Here are some definitions of Marketing
“Marketing is the management process responsible for identifying, anticipating and satisfying customer requirements profitably’ (Chartered Institute of Marketing)”
“Marketing …is providing a product or service that people want and in the commercial sector are willing to pay for. The marketing concept acknowledges that a business geared to serve the needs and requirements of customers will achieve better results” (NASES (2008))
[Marketing is…] ”The management function which organises and directs all those business activities involved in assessing and converting customer purchasing power into effective demand for a specific product or service and moving the product or service to the final consumer so as to achieve the profit target or other objectives of the company” (IoM 1996, quoted in Cole(2004))
“Marketing is a social and managerial process by which individuals and groups obtain what they want through creating, offering, and exchanging products of value to others” (Kotler, 1994, quoted in Cole (2004))
[Marketing is]…”the whole business seen from the point of view of its final result, that is from the customer’s point of view” (Drucker 1954 quoted in Cole (2004))

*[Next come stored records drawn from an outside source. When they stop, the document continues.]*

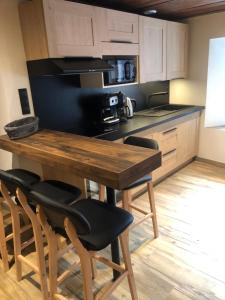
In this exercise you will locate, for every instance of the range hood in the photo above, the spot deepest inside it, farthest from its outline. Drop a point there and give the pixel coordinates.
(67, 66)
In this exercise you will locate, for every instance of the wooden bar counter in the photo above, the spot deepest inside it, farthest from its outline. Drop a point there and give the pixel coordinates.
(108, 163)
(63, 156)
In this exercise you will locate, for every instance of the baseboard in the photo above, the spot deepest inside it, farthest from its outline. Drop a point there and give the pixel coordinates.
(212, 162)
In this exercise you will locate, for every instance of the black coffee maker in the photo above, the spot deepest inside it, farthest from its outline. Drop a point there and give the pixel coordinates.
(108, 111)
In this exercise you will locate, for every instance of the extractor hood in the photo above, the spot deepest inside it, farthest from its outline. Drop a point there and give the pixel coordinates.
(67, 66)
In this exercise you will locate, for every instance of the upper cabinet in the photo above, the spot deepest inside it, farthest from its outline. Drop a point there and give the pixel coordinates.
(163, 49)
(177, 50)
(71, 28)
(152, 33)
(58, 28)
(117, 32)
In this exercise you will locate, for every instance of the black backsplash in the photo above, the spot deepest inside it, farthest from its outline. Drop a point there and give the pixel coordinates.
(62, 105)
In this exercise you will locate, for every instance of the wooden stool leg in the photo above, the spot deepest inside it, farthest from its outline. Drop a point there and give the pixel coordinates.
(17, 243)
(87, 274)
(126, 200)
(152, 206)
(124, 240)
(53, 264)
(3, 245)
(85, 260)
(41, 262)
(93, 268)
(101, 192)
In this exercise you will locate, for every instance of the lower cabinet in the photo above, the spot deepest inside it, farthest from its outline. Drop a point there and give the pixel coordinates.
(178, 142)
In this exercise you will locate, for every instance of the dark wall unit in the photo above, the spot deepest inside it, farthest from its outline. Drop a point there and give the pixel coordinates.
(62, 105)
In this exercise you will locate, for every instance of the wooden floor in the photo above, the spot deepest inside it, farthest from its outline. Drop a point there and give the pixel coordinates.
(186, 262)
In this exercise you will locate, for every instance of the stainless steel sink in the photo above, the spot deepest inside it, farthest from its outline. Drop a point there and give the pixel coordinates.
(162, 110)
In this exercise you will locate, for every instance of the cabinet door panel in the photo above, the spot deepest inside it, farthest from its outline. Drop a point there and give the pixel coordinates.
(187, 140)
(117, 26)
(177, 44)
(152, 49)
(70, 29)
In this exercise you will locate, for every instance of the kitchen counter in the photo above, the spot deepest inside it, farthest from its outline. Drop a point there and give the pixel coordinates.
(140, 123)
(101, 161)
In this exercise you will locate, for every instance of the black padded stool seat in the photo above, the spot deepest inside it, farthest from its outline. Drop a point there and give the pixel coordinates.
(23, 176)
(58, 191)
(103, 222)
(138, 182)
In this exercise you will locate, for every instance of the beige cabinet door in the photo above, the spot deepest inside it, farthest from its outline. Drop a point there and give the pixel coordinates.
(117, 26)
(152, 33)
(177, 50)
(71, 28)
(117, 32)
(188, 140)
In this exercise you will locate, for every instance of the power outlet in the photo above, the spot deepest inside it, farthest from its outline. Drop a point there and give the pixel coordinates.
(24, 101)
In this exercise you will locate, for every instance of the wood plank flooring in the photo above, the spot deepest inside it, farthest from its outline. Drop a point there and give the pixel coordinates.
(185, 262)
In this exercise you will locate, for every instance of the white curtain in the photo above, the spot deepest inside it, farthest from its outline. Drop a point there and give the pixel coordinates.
(215, 99)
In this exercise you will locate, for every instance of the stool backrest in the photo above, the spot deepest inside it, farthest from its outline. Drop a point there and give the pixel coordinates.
(142, 142)
(59, 211)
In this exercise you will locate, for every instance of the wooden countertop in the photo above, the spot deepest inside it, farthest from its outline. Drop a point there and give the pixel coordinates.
(114, 165)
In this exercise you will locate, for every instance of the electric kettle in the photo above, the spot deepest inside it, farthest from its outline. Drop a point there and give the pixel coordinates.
(129, 105)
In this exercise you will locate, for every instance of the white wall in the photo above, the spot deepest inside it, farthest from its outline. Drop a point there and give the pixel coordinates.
(193, 90)
(13, 72)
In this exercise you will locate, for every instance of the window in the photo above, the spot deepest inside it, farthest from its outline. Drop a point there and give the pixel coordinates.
(215, 99)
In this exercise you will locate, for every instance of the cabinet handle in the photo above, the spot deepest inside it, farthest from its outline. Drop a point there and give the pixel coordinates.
(120, 41)
(169, 131)
(168, 153)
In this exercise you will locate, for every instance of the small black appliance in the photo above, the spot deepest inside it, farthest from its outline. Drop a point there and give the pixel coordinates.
(124, 71)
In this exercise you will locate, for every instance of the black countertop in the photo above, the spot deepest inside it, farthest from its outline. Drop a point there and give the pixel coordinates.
(139, 123)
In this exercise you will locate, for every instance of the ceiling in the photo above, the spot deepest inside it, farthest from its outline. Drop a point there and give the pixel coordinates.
(167, 9)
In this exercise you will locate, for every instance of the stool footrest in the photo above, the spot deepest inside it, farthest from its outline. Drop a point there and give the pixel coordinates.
(141, 220)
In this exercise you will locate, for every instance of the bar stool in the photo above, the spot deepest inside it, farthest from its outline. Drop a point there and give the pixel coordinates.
(10, 190)
(91, 227)
(61, 192)
(127, 201)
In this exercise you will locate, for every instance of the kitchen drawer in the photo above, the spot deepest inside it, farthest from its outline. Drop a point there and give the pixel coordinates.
(169, 161)
(167, 139)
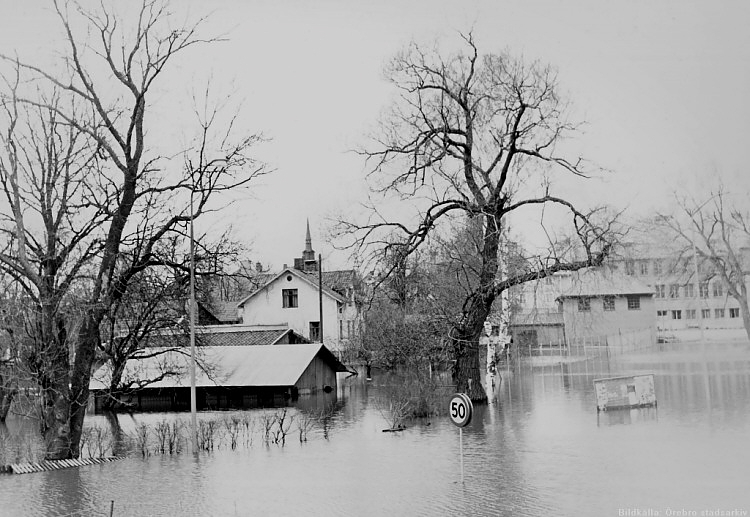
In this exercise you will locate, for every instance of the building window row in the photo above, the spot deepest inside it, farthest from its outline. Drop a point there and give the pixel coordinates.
(289, 298)
(688, 290)
(608, 303)
(691, 314)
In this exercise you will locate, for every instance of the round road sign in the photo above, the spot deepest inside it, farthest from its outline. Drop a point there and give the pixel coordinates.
(460, 409)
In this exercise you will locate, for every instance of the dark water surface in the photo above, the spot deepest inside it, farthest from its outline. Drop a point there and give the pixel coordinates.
(539, 449)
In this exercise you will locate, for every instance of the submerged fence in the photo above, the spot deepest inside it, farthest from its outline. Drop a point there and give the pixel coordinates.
(613, 344)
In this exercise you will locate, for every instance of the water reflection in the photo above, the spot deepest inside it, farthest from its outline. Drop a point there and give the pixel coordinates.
(540, 448)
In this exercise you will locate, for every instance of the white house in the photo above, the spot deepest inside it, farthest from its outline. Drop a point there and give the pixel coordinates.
(291, 298)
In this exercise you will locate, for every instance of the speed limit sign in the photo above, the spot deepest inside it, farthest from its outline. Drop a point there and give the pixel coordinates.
(460, 409)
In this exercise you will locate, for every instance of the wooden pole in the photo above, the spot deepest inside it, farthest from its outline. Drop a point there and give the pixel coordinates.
(320, 293)
(193, 403)
(461, 450)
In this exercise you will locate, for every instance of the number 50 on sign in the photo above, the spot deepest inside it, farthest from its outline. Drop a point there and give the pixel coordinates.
(460, 409)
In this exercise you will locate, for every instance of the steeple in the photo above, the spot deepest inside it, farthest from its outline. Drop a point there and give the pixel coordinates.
(307, 262)
(308, 239)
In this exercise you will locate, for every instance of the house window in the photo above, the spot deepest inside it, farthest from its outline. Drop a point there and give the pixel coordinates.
(314, 331)
(288, 298)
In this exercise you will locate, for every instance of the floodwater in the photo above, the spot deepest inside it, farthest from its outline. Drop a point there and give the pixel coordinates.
(540, 448)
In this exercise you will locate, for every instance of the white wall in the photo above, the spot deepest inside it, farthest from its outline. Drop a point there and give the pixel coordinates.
(266, 308)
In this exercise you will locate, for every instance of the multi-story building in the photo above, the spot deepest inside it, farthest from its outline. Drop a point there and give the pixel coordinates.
(594, 305)
(688, 292)
(292, 297)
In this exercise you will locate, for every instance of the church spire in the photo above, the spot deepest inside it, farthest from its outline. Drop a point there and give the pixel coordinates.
(307, 262)
(308, 239)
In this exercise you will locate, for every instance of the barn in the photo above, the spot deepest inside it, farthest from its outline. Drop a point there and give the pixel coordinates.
(230, 376)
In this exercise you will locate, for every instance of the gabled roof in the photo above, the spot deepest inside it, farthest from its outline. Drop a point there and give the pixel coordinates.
(605, 282)
(228, 335)
(262, 365)
(311, 280)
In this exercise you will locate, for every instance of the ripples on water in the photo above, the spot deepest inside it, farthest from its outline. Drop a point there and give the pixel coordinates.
(539, 449)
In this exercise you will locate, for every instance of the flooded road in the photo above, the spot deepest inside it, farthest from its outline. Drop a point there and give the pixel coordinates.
(540, 448)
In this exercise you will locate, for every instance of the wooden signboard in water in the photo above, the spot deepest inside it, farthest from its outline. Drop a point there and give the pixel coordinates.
(625, 392)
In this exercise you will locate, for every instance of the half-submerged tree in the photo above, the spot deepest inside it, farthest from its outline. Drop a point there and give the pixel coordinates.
(474, 136)
(114, 198)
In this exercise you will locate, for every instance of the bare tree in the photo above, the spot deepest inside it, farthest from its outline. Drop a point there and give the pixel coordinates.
(150, 320)
(474, 136)
(716, 228)
(136, 196)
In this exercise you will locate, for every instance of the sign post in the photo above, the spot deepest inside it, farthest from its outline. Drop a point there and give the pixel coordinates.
(460, 410)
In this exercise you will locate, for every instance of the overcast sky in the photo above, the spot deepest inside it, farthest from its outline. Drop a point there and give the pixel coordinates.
(663, 86)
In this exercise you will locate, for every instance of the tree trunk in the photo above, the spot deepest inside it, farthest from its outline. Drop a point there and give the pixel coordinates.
(88, 338)
(54, 383)
(115, 393)
(742, 299)
(7, 394)
(55, 423)
(466, 371)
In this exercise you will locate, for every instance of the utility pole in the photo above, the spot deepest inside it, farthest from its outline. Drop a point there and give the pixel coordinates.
(193, 404)
(320, 293)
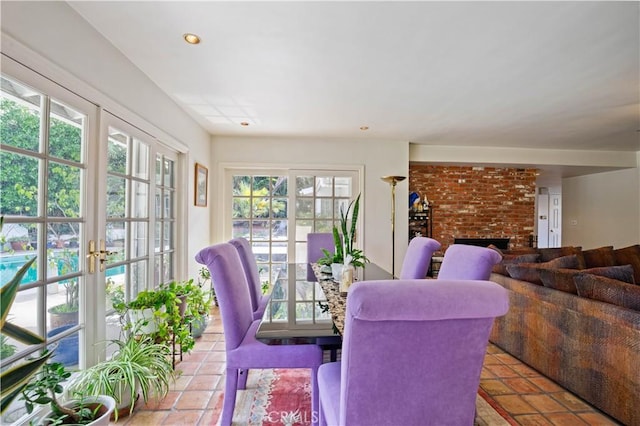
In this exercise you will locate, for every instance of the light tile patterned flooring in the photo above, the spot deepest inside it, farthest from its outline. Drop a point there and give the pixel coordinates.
(527, 396)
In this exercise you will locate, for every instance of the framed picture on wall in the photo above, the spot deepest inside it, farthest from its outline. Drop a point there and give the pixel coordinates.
(202, 182)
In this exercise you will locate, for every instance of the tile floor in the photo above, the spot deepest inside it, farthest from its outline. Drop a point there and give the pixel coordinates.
(528, 397)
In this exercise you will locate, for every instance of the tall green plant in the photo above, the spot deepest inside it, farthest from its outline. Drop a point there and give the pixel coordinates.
(15, 379)
(139, 363)
(345, 243)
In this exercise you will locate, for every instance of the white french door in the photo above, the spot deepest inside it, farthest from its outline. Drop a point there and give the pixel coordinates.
(95, 200)
(47, 199)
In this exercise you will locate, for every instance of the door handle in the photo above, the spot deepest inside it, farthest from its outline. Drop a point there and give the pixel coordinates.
(101, 255)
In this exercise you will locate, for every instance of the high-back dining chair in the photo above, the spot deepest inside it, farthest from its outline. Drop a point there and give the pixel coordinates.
(431, 338)
(258, 300)
(243, 351)
(466, 262)
(316, 241)
(418, 258)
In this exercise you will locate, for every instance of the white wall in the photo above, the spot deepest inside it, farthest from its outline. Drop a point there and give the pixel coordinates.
(602, 209)
(54, 40)
(606, 205)
(379, 158)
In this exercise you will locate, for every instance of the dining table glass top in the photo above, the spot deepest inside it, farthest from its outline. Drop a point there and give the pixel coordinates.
(301, 311)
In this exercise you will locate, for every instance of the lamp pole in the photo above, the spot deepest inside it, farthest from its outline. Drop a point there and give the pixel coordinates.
(393, 180)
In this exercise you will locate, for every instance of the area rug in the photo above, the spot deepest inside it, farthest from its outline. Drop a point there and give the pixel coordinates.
(283, 397)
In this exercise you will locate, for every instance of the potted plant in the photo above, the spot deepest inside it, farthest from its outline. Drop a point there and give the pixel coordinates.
(204, 277)
(43, 389)
(158, 313)
(139, 366)
(147, 313)
(345, 242)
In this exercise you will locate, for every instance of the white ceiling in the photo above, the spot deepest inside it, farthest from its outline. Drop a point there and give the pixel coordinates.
(505, 74)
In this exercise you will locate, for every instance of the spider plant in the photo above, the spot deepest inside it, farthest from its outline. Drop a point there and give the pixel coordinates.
(138, 366)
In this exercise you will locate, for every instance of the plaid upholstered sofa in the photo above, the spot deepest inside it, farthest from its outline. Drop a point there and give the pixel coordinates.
(591, 347)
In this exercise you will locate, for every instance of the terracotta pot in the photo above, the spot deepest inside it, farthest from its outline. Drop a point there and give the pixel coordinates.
(108, 405)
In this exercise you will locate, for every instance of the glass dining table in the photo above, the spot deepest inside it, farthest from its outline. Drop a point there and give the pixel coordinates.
(301, 311)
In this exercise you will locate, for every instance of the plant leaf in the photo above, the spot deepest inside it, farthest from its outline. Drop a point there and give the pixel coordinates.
(9, 290)
(15, 379)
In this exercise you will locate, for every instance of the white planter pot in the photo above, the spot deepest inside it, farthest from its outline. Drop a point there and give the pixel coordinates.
(336, 271)
(144, 320)
(198, 326)
(123, 408)
(108, 403)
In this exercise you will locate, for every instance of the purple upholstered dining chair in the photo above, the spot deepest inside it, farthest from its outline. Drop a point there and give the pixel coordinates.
(431, 338)
(243, 351)
(465, 262)
(258, 300)
(418, 258)
(316, 241)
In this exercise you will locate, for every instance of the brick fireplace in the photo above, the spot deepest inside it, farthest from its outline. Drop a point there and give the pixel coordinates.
(478, 202)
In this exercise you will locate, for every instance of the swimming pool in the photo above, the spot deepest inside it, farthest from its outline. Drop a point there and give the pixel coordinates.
(11, 264)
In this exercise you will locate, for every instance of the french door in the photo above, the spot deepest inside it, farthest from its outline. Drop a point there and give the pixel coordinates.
(276, 209)
(94, 200)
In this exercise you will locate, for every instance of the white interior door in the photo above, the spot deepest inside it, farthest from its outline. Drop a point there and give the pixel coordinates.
(555, 220)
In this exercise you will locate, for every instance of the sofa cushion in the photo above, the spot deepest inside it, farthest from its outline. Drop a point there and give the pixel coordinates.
(608, 290)
(510, 259)
(629, 256)
(547, 254)
(602, 256)
(531, 271)
(562, 279)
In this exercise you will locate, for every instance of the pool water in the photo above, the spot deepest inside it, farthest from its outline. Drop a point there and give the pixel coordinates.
(10, 265)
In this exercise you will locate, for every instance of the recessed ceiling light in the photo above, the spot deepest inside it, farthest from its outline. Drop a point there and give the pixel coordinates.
(191, 38)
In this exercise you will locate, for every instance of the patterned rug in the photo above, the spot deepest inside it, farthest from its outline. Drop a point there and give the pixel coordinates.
(283, 397)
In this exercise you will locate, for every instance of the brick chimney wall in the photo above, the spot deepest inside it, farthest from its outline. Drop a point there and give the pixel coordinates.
(478, 202)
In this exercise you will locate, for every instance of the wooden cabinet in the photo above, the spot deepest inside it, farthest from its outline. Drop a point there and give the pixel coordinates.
(421, 223)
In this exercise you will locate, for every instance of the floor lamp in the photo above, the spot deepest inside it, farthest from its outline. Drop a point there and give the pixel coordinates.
(393, 180)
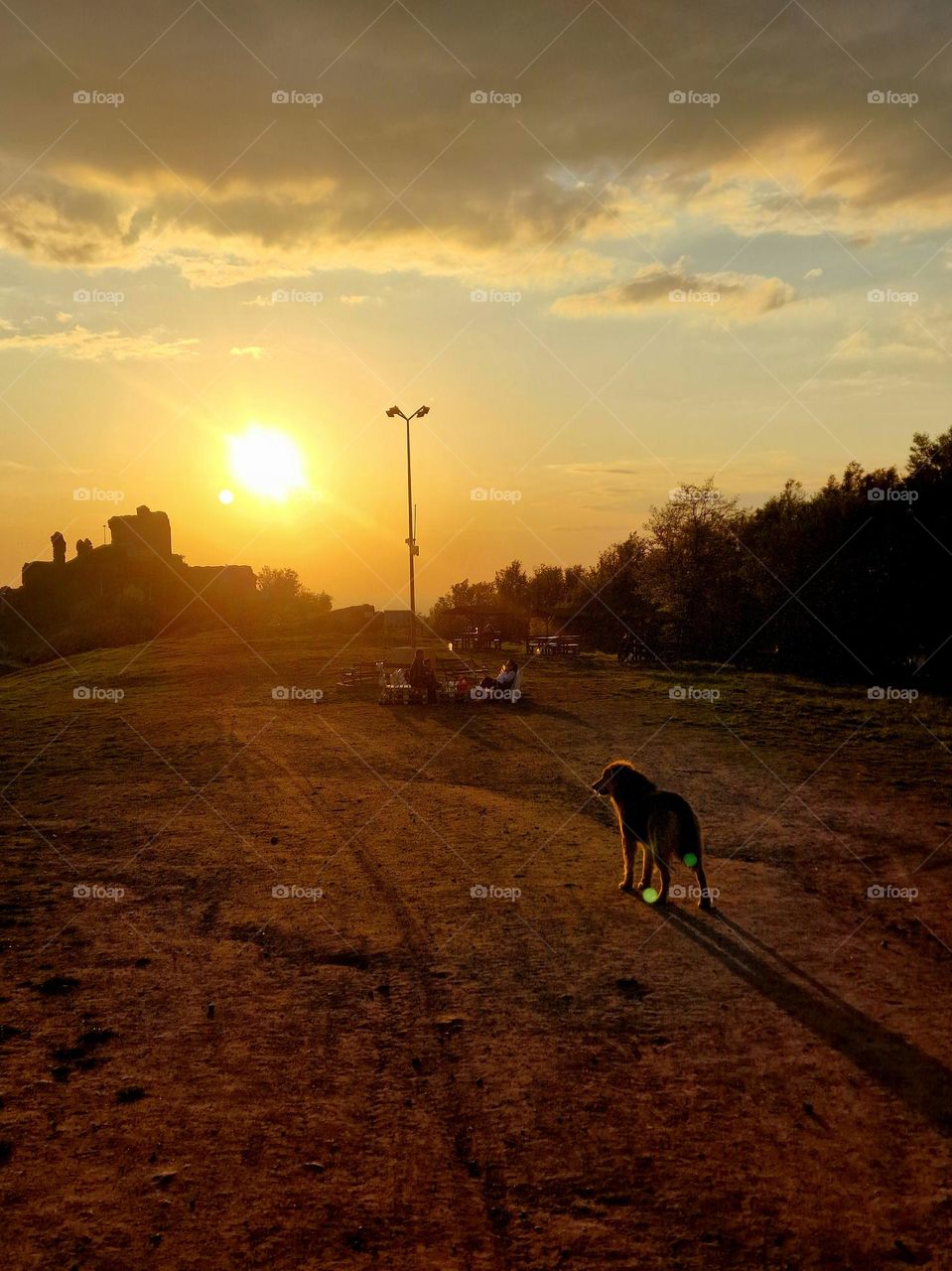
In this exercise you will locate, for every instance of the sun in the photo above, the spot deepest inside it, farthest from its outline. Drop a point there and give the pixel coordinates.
(267, 462)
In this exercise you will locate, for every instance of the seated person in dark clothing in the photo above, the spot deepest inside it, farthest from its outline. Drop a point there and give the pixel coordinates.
(504, 679)
(421, 677)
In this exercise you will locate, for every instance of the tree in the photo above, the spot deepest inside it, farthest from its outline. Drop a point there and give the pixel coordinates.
(279, 586)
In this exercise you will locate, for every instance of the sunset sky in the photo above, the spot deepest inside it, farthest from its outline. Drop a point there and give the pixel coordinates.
(199, 257)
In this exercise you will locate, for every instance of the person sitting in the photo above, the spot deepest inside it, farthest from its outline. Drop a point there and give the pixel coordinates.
(504, 679)
(421, 677)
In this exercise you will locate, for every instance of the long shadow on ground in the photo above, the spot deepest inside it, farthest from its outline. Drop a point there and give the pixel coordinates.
(897, 1065)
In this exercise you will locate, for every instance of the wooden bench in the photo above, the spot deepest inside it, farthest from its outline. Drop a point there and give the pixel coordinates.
(553, 645)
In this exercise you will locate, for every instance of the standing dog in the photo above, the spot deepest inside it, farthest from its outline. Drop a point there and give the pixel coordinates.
(660, 820)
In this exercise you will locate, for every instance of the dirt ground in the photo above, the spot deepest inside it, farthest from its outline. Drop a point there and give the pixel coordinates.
(380, 1067)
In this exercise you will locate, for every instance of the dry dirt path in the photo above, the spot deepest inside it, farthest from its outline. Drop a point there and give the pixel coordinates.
(402, 1074)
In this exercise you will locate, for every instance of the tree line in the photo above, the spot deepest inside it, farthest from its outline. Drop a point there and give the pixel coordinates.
(849, 582)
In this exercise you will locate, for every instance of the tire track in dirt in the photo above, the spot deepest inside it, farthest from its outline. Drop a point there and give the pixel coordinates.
(476, 1206)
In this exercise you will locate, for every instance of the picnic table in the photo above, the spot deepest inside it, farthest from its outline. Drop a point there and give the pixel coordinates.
(448, 672)
(553, 645)
(476, 640)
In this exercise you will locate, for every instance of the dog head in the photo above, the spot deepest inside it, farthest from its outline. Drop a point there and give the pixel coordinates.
(619, 779)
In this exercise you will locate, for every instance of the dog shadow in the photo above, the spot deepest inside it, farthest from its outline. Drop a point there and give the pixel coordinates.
(895, 1064)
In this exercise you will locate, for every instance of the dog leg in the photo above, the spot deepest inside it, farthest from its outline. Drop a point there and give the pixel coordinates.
(704, 903)
(647, 867)
(628, 856)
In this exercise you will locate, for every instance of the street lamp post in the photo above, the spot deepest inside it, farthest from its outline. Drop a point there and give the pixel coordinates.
(411, 538)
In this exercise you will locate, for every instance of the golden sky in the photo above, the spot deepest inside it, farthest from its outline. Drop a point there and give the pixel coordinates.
(612, 245)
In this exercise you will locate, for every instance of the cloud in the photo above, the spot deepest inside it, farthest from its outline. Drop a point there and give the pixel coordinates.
(81, 345)
(211, 178)
(738, 295)
(254, 351)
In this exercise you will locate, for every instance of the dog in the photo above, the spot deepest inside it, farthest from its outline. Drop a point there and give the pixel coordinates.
(661, 821)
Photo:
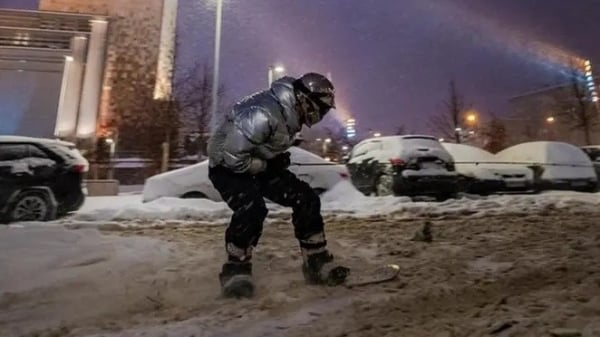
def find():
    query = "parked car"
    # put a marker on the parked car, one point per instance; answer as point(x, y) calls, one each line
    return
point(593, 151)
point(403, 165)
point(193, 182)
point(481, 172)
point(40, 179)
point(556, 165)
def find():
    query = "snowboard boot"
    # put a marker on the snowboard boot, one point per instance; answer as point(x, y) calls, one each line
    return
point(236, 280)
point(319, 268)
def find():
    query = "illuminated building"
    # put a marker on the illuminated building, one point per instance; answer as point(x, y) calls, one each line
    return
point(85, 64)
point(540, 114)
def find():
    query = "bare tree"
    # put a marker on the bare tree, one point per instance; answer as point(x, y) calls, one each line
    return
point(447, 122)
point(577, 109)
point(194, 91)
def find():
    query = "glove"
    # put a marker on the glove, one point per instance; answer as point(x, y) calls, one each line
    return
point(280, 162)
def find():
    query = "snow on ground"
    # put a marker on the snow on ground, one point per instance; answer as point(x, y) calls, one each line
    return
point(343, 199)
point(90, 274)
point(514, 275)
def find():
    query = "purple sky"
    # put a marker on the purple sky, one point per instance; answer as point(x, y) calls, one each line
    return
point(391, 60)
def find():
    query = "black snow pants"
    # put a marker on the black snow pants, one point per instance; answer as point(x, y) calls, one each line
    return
point(244, 194)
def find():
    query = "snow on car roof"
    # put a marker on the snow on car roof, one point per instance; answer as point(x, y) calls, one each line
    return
point(21, 139)
point(546, 152)
point(468, 153)
point(403, 137)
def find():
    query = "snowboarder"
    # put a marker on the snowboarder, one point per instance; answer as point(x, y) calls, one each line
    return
point(249, 160)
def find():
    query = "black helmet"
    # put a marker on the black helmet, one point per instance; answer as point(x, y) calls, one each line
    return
point(316, 95)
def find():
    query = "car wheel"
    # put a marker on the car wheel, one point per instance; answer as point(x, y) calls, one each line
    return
point(445, 196)
point(319, 190)
point(31, 206)
point(194, 195)
point(384, 185)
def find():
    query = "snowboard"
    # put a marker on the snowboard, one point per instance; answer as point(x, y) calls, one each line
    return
point(378, 274)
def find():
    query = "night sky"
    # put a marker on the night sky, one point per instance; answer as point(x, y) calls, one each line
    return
point(391, 60)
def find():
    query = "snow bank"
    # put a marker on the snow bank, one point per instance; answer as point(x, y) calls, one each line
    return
point(341, 199)
point(44, 256)
point(344, 198)
point(130, 207)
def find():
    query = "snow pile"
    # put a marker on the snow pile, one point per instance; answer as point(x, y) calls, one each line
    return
point(43, 256)
point(559, 160)
point(346, 199)
point(342, 199)
point(130, 207)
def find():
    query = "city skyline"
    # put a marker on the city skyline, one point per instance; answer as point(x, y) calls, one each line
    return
point(392, 60)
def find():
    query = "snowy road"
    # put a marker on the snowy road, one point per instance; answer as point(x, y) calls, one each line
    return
point(508, 275)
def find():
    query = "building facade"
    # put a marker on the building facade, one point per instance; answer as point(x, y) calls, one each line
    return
point(48, 72)
point(137, 63)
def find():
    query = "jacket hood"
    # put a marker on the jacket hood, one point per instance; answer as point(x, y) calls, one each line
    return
point(283, 91)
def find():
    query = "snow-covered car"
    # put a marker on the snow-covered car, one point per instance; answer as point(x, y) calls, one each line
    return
point(482, 173)
point(40, 179)
point(193, 182)
point(556, 165)
point(403, 165)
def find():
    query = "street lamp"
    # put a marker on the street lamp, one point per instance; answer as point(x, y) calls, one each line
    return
point(272, 71)
point(215, 88)
point(471, 118)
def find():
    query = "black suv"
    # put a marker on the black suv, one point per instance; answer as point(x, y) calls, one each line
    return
point(40, 179)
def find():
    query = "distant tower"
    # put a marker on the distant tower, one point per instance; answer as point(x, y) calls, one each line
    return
point(350, 128)
point(590, 82)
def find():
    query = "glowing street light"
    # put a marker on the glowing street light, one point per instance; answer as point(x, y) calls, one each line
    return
point(217, 61)
point(278, 69)
point(471, 118)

“The need for marketing is universal. The survival of any organisation depends on the extent to which its members can persuade others that it should stay in existence” (Chapman, Cooper and Page,Management for Engineers quoted in Frain(1994))
Consider these definitions of marketing and any others which you are aware of. They are from different times and different perspectives, but can you identify any common threads?. Which one(s) are you most comfortable with? Do some of them seem irrelevant to your circumstances?
Now watch the short video clip 'Definitions Video', where John Leston, who has many years experience in the marketing industry discusses his definition of marketing.
A transcript of his remarks is contained in the word document Marketing Definitions.doc
There are four commonly described approaches to marketing (Production, Product, Sales, Market). These are described on this blog, with a car industry example.
The orientations are:
Production Orientation – a company is heavily focused on streamlining production processes and concentrating on improvement efficiencies with little focus on anything else. it assumes that customers will buy whatever is available and works best when demand is greater than supply and goods and services are easy to sell.
Product Orientation – An approach to business that centres its activities on continually improving and refining its products. All efforts are put into making the product better, asuming that customers are well informed and sales promotion is unnecessary.
Sales Orientation – A sales orientated business assumes that customers need to be persuaded to 'buy', particularly when supply outstrips demand and with 'unsought' goods
Marketing Orientation – These organisations shift the focus away from production and the needs of the organisation: They are driven by customer needs which are identified in their objectives. Sce
Research has been carried out on how relevant market orientation is to the nonprofit sector. Some results indicate that it can be relevant with adaptations, especially for the education sector. However other authors, for example Liao, Foreman and Sargeant (2001) argue that in fact a market orientation (or any of the others identified above) is inappropriate in this context and that instead a ‘societal’ orientation is required which takes account of the needs of wider society.
What would a careers/placement/job shop service look like if it had each of the four orientations above?
When your service engages in marketing activities, does it take one of the approaches above?